You can think of closed-loops as mini sovereign zones. Yes, payments can be quickly and easily facilitated within those zones because everyone in them is subject to the same autocratic overseer and thus theoretically the same trust base. They're great if the overseer has large reach. But the problem which eventually emerges is that, ultimately, nobody wants a market dominated by just one payments overseer who can dictate what value gets to be transferred and to whom, and what can't.

Furthermore, in a free market nothing stops another entity from launching a competing closed-loop system anyway. While we can agree that competition is a good thing in that context, the problem with multiple closed-loops running side by side is that due to their intrinsic competitive nature (and different approaches to whom they let into their zones and how they manage risk within them) they don't interoperate easily.

The inherent frictions between closed-loop systems (multiple sovereign states) is what brought about the need for open-looped solutions.

Sticking with the sovereign metaphor, opened-loop systems engineer the illusion of frictionless transfer with effective multilateral “trade agreements” between all participant closed-loops systems in their network (which in the past included banks).

The sovereignty clue was always in the name Visa. Once standard-based agreements have been forged between closed-loop “states”, all the respective members of those states can easily passport in and out of each other's zones. It's the equivalent of the free movement of people, but in money terms, based on the notion that everyone in the open-looped system is signed up to some basic common principles with respect to how they manage risk and who they are, and are not, prepared to bank.

Hence why it's often difficult for challenger closed-loops systems to gain access to such multilateral transfer zones, especially if they're coming to market on the basis they've found a way to bank people other closed-loop systems might avoid.

The closed-loop/open-loop barrier exists on a national level, but it's obviously even more pronounced on a cross-border basis. That's because on an international level it's not just a varying business model that undermines the uniformity of the respective interoperating closed-looped systems. It's also law, the manner in which the law is enforced, culture, governance, tax, attitude to protectionism — to name a few.

In other words, it's exactly the same sort of stuff posing cross-border costs and frictions that poses costs and frictions when it comes to free and interoperable trade.

Bear that in mind with the following points raised by SWIFT (with our emphasis):

Cross-border payments are inherently more challenging than domestic ones, precisely because they involve bridging the “closed loops” of multiple currency systems. Adding to the complexities presented by the world’s 180 currencies and many more regulatory jurisdictions by introducing new “value loops” will slow down the movement of value, not speed it up — at precisely the time when technology affords progress, and economics demands it. With goods and services moving more quickly and across greater distances than ever before, value needs to shift further, faster. From account to account, in an instant. Only a seamless and open global value transfer system can enable that.

SWIFT understands the political reality of why cross-border payment frictions exist. They're not technical problems, they're political problems.

Facebook's Libra initiative in that context implies two very concerning things.
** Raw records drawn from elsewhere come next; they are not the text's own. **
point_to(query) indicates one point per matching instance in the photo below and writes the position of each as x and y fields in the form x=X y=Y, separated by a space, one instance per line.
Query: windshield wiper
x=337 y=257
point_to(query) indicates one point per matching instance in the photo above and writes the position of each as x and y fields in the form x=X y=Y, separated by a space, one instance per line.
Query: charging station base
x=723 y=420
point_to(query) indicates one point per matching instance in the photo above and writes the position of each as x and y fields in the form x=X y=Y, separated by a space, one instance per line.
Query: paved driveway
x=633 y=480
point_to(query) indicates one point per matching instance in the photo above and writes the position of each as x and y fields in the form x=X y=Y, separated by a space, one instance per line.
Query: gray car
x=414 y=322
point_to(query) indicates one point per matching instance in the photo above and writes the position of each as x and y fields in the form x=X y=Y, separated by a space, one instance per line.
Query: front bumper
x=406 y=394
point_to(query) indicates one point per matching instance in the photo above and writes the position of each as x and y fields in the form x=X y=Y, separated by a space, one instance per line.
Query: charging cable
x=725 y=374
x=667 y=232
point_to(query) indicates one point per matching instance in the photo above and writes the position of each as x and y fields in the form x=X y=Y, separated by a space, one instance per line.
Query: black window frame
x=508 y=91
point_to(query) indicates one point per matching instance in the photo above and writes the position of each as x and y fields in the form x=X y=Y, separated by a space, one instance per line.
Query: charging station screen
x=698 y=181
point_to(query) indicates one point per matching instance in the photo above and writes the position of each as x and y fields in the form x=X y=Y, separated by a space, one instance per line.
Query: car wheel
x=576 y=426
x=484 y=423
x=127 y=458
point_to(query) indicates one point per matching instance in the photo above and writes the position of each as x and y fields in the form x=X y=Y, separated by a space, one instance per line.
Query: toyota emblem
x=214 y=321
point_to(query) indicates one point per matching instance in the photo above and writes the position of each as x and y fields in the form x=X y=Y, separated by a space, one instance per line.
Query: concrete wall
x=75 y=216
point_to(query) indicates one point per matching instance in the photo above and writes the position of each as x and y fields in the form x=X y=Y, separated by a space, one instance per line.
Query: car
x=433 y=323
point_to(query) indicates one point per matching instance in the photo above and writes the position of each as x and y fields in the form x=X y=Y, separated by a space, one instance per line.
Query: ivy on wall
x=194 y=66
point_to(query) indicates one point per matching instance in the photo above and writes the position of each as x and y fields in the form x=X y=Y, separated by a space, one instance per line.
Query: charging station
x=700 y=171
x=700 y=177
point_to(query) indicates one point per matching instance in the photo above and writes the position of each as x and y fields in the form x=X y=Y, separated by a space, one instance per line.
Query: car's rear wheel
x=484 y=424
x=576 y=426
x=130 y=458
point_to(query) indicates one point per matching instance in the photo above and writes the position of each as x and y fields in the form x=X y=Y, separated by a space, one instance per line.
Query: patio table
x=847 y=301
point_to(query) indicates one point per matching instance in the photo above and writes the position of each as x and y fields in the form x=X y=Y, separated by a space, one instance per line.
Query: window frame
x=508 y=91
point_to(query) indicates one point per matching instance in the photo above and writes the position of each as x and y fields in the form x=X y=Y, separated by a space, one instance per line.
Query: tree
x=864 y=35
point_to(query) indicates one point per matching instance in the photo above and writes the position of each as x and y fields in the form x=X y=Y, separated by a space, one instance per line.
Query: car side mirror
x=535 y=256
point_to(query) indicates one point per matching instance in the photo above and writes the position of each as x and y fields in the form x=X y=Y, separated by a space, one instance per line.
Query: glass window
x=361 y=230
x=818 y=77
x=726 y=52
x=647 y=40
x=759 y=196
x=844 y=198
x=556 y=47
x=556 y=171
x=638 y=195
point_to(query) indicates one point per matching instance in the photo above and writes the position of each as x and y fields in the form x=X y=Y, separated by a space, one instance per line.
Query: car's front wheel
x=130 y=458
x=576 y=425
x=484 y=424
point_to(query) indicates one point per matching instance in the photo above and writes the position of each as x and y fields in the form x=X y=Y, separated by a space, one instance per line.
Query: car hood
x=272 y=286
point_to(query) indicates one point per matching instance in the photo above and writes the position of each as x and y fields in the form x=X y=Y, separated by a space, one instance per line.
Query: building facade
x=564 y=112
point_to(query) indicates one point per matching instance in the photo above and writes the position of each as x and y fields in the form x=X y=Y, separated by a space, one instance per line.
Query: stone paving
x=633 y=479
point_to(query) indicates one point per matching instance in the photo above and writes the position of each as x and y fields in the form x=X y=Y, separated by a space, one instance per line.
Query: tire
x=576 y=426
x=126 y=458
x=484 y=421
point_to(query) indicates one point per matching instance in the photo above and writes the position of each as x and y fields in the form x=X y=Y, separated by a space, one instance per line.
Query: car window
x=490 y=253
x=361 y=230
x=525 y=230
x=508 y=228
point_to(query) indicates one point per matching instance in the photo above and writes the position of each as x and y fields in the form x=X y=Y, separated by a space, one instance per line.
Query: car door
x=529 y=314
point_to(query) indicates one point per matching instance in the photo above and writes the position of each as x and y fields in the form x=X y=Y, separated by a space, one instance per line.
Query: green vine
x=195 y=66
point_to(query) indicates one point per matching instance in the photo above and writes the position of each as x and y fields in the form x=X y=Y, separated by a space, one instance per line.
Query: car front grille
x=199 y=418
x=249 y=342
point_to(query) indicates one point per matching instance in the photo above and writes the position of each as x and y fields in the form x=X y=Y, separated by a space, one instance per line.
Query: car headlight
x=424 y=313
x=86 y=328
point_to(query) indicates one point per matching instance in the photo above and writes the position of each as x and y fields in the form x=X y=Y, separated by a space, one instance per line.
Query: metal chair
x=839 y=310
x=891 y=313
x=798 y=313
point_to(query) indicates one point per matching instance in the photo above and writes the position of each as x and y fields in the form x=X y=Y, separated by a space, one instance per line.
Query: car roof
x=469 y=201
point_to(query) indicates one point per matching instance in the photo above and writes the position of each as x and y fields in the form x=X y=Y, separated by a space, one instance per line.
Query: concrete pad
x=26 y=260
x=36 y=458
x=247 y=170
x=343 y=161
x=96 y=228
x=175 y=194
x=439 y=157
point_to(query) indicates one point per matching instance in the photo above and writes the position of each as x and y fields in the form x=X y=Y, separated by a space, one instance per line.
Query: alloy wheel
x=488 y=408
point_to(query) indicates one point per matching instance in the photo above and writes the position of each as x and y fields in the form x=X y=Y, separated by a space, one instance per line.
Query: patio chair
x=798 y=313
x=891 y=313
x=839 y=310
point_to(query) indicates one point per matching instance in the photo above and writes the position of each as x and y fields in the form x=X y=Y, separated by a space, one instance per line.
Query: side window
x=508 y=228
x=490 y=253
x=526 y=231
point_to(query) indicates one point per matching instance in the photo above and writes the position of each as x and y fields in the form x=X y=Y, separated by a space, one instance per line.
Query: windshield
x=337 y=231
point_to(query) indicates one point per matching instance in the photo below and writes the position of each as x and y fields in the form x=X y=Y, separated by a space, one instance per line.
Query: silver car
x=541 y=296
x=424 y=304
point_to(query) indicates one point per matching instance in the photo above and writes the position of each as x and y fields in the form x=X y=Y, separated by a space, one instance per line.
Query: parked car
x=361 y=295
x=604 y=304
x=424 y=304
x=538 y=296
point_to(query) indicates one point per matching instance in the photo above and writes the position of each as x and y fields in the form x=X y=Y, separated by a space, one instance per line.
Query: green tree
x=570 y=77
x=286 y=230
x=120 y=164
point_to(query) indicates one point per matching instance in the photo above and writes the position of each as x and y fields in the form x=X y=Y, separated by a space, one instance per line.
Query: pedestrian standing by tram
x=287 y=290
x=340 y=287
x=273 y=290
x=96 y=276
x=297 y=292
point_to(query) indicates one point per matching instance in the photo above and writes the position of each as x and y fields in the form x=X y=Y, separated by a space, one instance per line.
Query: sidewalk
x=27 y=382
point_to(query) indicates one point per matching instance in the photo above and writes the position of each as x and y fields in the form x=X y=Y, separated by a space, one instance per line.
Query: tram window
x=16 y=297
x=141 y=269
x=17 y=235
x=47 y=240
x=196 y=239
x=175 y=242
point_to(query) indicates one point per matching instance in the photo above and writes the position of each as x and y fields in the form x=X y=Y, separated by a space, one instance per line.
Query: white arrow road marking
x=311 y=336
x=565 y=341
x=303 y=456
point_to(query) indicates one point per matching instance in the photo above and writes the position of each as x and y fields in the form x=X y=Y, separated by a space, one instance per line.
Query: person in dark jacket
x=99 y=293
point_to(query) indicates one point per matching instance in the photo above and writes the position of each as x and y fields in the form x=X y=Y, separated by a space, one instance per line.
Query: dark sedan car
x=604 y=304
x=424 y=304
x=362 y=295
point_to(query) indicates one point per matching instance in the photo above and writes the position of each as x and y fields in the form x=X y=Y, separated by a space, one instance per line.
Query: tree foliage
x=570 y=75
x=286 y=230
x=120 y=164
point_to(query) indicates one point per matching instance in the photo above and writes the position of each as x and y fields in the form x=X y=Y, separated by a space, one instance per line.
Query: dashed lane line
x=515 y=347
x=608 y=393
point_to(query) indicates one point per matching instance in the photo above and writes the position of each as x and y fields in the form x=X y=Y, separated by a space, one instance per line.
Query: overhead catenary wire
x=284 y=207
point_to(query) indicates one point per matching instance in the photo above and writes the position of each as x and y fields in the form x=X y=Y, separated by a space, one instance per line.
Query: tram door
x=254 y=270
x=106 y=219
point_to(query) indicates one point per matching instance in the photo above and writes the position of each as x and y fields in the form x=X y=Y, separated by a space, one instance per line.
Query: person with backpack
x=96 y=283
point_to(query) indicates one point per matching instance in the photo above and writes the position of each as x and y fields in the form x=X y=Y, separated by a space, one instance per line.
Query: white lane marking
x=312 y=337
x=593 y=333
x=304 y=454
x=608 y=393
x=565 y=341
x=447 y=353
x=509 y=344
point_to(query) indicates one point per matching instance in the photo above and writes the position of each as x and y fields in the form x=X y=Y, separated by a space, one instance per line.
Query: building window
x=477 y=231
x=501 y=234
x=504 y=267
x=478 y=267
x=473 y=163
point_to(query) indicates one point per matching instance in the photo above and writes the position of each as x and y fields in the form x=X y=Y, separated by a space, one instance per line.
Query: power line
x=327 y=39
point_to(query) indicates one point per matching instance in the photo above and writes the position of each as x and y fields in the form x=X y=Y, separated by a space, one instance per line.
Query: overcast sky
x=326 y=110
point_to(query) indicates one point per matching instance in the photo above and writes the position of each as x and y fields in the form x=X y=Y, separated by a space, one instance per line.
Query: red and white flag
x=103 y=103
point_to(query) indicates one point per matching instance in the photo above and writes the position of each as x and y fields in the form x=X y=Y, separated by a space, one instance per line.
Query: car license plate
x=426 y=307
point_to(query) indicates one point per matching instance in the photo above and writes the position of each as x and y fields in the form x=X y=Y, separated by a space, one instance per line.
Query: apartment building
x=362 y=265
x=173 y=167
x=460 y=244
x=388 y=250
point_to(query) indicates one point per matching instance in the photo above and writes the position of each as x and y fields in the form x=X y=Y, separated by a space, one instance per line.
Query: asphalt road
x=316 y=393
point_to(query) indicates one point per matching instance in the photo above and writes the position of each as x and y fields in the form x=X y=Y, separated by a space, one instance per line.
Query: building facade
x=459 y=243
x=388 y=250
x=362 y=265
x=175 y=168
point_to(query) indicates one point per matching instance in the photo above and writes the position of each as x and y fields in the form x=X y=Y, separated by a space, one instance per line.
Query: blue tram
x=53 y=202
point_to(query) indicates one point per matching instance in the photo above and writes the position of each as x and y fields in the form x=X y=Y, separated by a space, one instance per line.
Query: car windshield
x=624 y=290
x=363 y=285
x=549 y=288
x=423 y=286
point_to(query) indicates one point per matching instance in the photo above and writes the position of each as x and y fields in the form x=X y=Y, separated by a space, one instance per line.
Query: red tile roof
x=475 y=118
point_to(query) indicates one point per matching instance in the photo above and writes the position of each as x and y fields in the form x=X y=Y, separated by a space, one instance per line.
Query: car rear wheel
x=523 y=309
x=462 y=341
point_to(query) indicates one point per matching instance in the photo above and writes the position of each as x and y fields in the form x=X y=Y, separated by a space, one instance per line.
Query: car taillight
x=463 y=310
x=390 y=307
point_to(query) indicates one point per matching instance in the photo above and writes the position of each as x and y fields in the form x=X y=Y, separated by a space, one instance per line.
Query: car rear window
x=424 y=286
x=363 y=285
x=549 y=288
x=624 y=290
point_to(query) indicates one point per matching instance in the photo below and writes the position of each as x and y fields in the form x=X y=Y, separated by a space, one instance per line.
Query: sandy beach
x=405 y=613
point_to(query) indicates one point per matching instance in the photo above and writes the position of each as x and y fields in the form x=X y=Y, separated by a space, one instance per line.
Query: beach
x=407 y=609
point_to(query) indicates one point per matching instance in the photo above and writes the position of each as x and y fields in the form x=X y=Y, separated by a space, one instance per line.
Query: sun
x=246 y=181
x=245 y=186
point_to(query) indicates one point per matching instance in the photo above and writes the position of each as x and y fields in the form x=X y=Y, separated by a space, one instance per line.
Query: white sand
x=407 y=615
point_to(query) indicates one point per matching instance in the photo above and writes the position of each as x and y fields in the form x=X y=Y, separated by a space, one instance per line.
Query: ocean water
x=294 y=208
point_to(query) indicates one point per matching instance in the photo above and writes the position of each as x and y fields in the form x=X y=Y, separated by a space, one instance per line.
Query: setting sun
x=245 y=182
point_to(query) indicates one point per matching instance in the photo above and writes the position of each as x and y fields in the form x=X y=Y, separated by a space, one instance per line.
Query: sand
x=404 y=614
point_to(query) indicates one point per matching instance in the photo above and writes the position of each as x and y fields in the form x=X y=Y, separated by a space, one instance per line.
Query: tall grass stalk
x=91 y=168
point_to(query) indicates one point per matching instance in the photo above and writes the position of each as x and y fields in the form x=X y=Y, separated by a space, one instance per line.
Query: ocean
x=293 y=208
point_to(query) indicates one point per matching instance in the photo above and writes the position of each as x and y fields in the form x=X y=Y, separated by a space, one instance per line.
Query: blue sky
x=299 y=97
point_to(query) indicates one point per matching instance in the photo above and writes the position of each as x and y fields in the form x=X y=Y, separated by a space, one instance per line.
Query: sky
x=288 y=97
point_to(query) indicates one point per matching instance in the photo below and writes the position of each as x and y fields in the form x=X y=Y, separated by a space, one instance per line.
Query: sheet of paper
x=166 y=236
The first is that Facebook — despite all its access to capital and talent — possibly doesn't understand the basic problem it is trying to solve. If that's the case, that suggests it's not a business worth investing in.

The second — possibly more alarming thing — is that Facebook does understand this, but it doesn't care. And that's because it's objective isn't building an open-loop decentralised system, but quite plainly, getting the world at large to onboard, politically and financially, into its holistic and autocratic system.

James Bond movies were made about far less audacious global domination plans.